Supe de la existencia de El libro del día del juicio final de Connie Willis cuando confeccioné la lista de Las 9 mejores novelas de amor y viajes por el tiempo, tenía una increíble pintaza. En primer lugar, porque aunaba dos temáticas que a mi me fascinan — la novela romántica y los viajes en el tiempo — y, en segundo final, porque el libro tenía unas críticas inmejorables. Se le considera uno de los mejores libros de ciencia ficción de todos los tiempos. De hecho, ha recibido los Premios Hugo, Nebula y Locus, unos prestigiosos galardones — en lo que al género se refiere — que pocas novelas han podido conseguir por partida triple. El extenso prólogo de la edición que yo he tenido la oportunidad de leer así lo atestigua. ¿Qué queréis que os diga? Que desde el principio un libro nos haga partícipe de lo bueno que es y de los méritos que ha conseguido me huele un poco a justificación. Pienso que, si una novela es buena, no hace falta recurrir a este tipo de ardides. Sin embargo, como os digo, son mayoría — aplastante — los que consideran a la novela todo un hito en el género y los que la califican como imprescindible.

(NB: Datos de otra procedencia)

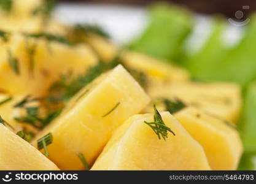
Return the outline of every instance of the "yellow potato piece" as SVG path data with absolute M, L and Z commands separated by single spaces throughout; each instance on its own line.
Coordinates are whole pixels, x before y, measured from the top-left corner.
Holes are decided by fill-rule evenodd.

Como suele pasar, a mí no me ha gustado. No me ha gustado nada. Y no es porque mi género favorito no sea precisamente la Ciencia Ficción — que no lo es —, ya que la novela no puede considerarse como difícil o exclusiva, es porque su lectura me ha parecido una auténtica pérdida de tiempo. Así que, a partir de ahora, que me perdonen los que la consideran su novela de cabecera. Mi crítica será dura.

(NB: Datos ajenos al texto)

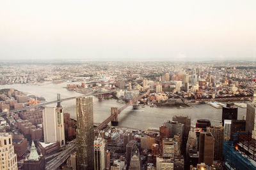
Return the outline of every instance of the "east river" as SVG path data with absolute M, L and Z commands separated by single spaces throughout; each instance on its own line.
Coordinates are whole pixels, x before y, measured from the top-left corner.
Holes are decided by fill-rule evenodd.
M 53 84 L 50 83 L 38 85 L 15 84 L 0 85 L 1 89 L 13 88 L 19 91 L 44 97 L 47 101 L 56 100 L 57 93 L 61 94 L 61 98 L 81 96 L 81 94 L 67 90 L 67 83 Z M 54 106 L 51 105 L 51 106 Z M 70 100 L 61 103 L 64 113 L 70 113 L 76 117 L 76 101 Z M 117 103 L 115 99 L 103 99 L 99 102 L 93 97 L 93 120 L 99 123 L 110 115 L 111 107 L 120 108 L 124 104 Z M 207 104 L 192 104 L 192 108 L 160 108 L 146 106 L 138 110 L 133 110 L 129 106 L 118 116 L 119 125 L 132 128 L 147 129 L 148 127 L 159 127 L 165 120 L 172 120 L 173 115 L 186 115 L 191 118 L 191 124 L 195 125 L 198 118 L 207 118 L 212 125 L 218 125 L 221 119 L 221 109 L 216 109 Z M 246 109 L 238 107 L 238 119 L 246 114 Z

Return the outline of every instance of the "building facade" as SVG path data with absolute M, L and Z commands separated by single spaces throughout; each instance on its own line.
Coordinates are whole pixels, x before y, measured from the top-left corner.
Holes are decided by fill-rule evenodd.
M 214 138 L 211 132 L 201 132 L 199 138 L 199 160 L 207 165 L 212 165 Z
M 237 120 L 237 107 L 234 103 L 227 103 L 222 108 L 222 125 L 224 125 L 224 120 Z
M 8 133 L 0 133 L 0 169 L 18 169 L 12 135 Z
M 214 159 L 222 160 L 222 150 L 224 140 L 224 128 L 223 127 L 207 127 L 207 132 L 211 132 L 214 137 Z
M 46 107 L 43 111 L 44 136 L 45 143 L 60 142 L 61 147 L 65 144 L 64 117 L 62 106 Z
M 105 169 L 106 141 L 100 134 L 94 140 L 94 170 Z
M 253 138 L 255 138 L 256 127 L 255 127 L 255 114 L 256 114 L 256 103 L 248 103 L 246 109 L 246 132 L 253 134 Z
M 77 168 L 93 169 L 93 110 L 92 97 L 76 98 Z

Para empezar, no es una novela de amor y viajes por el tiempo. Para nada es culpa de Willis, sin embargo, nunca esta demás dejarlo claro. Es una novela de viajes por el tiempo y epidemias, y seguramente esto último sea lo mejor que tiene la novela; el terror que supuso en la Edad Media la peste y la esquilmación tan brutal de la población que supuso. La recta final del libro de Willis — un cuarto de la novela — es un aceptable retrato de lo que debió ser la epidemia. La narración es fluida, en algunos momentos, frenética, sobrecoge e incluso hace que se te escape alguna que otra lagrimilla. ¿El resto del libro? Relleno. Una auténtica tomadura de pelo.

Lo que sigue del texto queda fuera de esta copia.